03 abril 2008

FAUSTO TROPICAL

Folha de S. Paulo

A obsessão do Itamaraty por uma vaga permanente no Conselho de Segurança da ONU está levando a diplomacia brasileira a agir como um Fausto dos trópicos, que negocia sua reputação em troca de apoio para aquela veleidade.
A última do Ministério das Relações Exteriores foi aceitar o convite de Robert Mugabe, ditador do Zimbábue, para atuar como observador das eleições gerais de hoje. É natural que o regime desta antiga colônia britânica no sul da África procure legitimar a farsa eleitoral que prepara solicitando a presença de monitores de países que considera "neutros", ou seja, que não condenarão o pleito ou se limitarão a críticas leves. Já é bem pouco lisonjeiro que o Brasil tenha sido incluído nessa lista, mas é a aceitação do convite por parte de Brasília que se afigura patética.

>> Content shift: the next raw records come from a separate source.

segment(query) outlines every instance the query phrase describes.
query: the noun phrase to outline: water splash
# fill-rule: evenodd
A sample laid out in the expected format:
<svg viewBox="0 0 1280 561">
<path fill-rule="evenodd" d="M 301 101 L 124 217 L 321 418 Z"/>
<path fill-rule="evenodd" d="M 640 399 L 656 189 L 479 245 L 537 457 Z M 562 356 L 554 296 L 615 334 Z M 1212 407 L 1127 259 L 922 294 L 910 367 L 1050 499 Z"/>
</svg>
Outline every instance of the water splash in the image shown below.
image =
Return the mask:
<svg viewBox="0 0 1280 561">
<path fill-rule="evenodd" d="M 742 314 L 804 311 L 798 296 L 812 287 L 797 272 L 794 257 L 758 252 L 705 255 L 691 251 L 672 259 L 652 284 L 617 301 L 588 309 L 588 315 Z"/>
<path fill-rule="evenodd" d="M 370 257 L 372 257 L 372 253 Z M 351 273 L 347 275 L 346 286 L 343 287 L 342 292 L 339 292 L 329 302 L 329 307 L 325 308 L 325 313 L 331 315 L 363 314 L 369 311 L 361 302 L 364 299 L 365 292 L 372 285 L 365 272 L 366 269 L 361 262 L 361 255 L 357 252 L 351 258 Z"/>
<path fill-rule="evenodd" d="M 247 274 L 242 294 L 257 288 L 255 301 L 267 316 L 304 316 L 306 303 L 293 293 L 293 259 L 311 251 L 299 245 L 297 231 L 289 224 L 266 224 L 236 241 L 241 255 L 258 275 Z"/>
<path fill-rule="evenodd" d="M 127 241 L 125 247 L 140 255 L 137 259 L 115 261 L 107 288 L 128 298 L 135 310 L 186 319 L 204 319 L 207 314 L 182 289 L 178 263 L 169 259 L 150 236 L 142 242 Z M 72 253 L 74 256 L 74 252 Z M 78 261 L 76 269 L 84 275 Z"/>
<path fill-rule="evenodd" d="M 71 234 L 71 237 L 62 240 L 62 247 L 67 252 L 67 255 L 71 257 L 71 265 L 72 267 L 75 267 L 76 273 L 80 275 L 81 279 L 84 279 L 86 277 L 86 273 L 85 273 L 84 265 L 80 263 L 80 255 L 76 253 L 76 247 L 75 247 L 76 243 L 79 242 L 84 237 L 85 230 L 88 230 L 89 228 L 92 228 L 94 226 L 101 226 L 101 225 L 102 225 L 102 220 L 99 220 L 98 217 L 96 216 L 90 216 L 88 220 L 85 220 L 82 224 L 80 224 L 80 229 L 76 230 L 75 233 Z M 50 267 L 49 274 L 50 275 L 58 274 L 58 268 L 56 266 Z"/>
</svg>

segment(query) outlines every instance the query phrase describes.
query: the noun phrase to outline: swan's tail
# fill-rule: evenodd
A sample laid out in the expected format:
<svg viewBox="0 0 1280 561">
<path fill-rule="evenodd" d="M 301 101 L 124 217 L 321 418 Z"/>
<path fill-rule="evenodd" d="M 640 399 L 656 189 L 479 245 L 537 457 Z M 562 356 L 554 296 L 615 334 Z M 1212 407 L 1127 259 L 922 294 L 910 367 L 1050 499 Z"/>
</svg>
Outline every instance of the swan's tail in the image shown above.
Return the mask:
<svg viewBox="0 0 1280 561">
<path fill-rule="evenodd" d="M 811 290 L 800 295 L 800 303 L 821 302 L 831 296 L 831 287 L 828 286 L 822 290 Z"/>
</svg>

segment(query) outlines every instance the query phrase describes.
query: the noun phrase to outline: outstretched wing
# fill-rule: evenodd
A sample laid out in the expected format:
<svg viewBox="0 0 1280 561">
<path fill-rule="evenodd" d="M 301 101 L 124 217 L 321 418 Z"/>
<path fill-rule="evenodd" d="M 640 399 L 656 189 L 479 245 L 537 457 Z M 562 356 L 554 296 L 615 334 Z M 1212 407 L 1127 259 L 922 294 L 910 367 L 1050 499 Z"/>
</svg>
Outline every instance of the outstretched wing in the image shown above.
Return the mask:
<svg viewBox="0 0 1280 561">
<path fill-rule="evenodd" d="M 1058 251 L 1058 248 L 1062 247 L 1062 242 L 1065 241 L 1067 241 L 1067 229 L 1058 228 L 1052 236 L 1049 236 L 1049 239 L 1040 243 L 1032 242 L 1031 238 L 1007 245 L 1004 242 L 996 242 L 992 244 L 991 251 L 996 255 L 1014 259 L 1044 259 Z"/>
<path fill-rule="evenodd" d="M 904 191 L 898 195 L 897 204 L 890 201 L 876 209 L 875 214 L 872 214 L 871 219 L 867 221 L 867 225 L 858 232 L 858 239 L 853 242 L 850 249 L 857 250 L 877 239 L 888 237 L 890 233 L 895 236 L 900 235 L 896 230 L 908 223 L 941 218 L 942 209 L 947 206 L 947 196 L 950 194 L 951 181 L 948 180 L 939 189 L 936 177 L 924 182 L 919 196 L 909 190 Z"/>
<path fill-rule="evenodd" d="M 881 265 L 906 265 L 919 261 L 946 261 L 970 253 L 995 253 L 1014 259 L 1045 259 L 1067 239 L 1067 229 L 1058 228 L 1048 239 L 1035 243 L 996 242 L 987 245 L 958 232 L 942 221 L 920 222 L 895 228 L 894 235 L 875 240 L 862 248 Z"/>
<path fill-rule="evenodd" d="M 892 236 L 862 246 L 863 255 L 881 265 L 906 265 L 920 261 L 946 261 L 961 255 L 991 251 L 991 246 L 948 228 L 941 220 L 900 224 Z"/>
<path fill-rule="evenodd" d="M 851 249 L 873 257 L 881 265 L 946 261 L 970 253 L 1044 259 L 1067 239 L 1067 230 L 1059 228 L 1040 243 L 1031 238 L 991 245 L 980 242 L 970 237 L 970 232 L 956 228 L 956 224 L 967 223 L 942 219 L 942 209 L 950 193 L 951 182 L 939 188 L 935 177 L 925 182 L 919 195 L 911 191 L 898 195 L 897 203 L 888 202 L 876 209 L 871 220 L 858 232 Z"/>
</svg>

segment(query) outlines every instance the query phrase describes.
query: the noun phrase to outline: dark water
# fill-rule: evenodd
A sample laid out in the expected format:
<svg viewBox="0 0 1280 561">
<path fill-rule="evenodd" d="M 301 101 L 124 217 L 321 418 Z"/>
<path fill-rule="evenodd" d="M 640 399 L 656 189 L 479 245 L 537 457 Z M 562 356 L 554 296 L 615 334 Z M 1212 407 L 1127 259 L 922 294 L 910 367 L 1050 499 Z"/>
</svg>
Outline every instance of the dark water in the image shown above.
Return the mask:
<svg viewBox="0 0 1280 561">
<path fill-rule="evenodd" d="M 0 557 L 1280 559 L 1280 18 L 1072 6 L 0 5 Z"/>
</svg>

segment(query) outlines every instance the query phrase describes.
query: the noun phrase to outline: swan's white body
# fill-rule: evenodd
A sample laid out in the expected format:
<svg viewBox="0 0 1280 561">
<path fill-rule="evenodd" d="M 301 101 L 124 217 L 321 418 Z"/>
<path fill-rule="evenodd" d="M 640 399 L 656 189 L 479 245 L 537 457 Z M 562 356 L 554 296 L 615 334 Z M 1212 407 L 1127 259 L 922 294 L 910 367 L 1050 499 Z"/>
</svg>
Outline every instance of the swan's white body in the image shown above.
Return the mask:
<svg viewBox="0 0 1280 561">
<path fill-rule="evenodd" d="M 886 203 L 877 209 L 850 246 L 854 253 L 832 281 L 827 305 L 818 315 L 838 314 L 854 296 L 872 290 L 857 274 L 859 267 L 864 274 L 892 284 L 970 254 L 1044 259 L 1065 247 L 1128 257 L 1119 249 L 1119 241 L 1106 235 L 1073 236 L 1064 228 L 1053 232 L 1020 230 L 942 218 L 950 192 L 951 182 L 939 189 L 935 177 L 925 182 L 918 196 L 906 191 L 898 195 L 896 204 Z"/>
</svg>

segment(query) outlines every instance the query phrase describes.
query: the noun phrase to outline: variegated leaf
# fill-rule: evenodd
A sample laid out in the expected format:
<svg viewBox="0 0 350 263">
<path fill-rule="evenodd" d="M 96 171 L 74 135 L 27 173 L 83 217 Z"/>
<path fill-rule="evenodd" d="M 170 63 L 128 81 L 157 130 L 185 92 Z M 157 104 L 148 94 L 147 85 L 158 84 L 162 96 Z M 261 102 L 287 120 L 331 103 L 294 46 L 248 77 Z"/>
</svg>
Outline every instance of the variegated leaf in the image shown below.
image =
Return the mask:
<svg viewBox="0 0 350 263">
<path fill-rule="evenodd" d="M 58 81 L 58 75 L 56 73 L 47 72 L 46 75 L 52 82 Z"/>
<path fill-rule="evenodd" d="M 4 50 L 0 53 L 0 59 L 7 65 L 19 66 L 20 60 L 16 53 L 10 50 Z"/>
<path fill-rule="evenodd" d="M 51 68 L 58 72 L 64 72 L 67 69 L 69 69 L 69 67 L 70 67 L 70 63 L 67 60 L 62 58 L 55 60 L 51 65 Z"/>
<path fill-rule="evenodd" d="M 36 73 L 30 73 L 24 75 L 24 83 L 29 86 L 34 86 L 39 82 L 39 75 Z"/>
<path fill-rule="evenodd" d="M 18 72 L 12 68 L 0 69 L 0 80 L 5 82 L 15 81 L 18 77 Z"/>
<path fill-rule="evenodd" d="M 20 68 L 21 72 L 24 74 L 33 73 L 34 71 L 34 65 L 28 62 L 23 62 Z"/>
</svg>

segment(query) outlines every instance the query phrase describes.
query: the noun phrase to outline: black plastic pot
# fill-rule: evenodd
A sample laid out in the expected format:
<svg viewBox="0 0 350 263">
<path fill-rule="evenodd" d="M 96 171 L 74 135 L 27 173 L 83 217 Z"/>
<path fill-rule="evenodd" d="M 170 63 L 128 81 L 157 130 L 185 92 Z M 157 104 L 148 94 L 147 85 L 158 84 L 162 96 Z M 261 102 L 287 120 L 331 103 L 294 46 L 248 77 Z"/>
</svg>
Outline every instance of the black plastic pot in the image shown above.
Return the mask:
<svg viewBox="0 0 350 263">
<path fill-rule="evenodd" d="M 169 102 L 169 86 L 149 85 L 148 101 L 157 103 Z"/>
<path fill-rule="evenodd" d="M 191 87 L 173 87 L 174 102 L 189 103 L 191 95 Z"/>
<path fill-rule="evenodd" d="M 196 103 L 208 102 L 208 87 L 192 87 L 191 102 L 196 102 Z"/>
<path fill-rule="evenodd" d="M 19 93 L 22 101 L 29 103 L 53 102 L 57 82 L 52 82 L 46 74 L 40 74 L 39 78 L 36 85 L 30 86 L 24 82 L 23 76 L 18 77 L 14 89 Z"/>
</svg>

O tamanho da encrenca em que o Itamaraty se meteu pode ser medido pelas dúvidas em torno do processo eleitoral. A primeira delas diz respeito à própria condição de Mugabe como favorito. Os principais legados de sua administração são uma hiperinflação de 100.000% ao ano e, com o auxílio da Aids, uma redução da expectativa de vida de 60 (1990) para 37 anos. Já seria surpreendente que o líder de um governo com esse currículo tivesse um mísero voto; que tenha a preferência de 57% dos eleitores, como indicam as "pesquisas", parece uma pilhéria.
Os indícios de fraude são abundantes. O governo mandou imprimir 9 milhões de cédulas, embora só haja 5,9 milhões de eleitores registrados. O excedente, alega-se, é para evitar "falta". A polícia foi autorizada a entrar nas seções eleitorais para "ajudar" os eleitores analfabetos.

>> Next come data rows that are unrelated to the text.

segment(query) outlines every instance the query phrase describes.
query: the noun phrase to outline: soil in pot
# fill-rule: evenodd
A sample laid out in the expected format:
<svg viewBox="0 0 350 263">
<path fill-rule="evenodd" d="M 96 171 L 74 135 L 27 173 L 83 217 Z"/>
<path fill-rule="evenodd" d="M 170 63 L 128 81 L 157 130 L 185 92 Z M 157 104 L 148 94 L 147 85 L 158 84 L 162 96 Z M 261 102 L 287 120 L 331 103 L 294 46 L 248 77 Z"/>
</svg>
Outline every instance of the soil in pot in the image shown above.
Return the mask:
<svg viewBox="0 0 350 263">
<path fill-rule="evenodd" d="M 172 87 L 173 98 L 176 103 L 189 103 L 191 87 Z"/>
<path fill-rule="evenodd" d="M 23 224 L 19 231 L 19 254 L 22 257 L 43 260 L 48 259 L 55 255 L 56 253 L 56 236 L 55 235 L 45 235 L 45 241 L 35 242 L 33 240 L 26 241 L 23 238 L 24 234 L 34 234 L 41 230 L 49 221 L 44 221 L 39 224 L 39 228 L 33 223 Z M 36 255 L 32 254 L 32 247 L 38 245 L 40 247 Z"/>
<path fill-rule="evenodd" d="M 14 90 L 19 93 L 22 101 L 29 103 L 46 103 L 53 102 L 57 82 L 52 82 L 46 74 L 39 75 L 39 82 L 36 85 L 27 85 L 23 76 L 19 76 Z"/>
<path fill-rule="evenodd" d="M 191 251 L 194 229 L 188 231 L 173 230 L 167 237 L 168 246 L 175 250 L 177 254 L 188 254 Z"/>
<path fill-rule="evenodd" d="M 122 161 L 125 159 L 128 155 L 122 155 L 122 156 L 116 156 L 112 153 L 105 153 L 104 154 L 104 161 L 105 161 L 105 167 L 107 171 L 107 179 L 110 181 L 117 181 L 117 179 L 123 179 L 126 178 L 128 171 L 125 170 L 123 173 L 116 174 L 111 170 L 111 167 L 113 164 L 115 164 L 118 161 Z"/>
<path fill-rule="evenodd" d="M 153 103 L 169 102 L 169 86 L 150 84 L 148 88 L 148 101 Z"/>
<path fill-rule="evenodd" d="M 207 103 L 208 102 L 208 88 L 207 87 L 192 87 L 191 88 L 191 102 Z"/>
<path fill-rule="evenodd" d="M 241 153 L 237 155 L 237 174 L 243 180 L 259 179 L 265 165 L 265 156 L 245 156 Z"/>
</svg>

É o caso de perguntar por que Mugabe se dá ao trabalho de organizar um pleito. Afinal, os comandantes do Exército, da polícia e da guarda penitenciária (força paramilitar) já disseram em alto e bom som que não permitirão a derrota do ditador.
A situação fica ainda mais constrangedora para o Itamaraty quando se consideram os demais países escolhidos para monitorar a eleição. Trata-se de verdadeiros "campeões da democracia" como China, Venezuela, Irã, Rússia, Sudão, Líbia e Egito. Observadores dos EUA e da UE foram proibidos de entrar no Zimbábue. É que, segundo Mugabe, eles não são "neutros".
O Itamaraty deveria poupar o Brasil de tanta "neutralidade".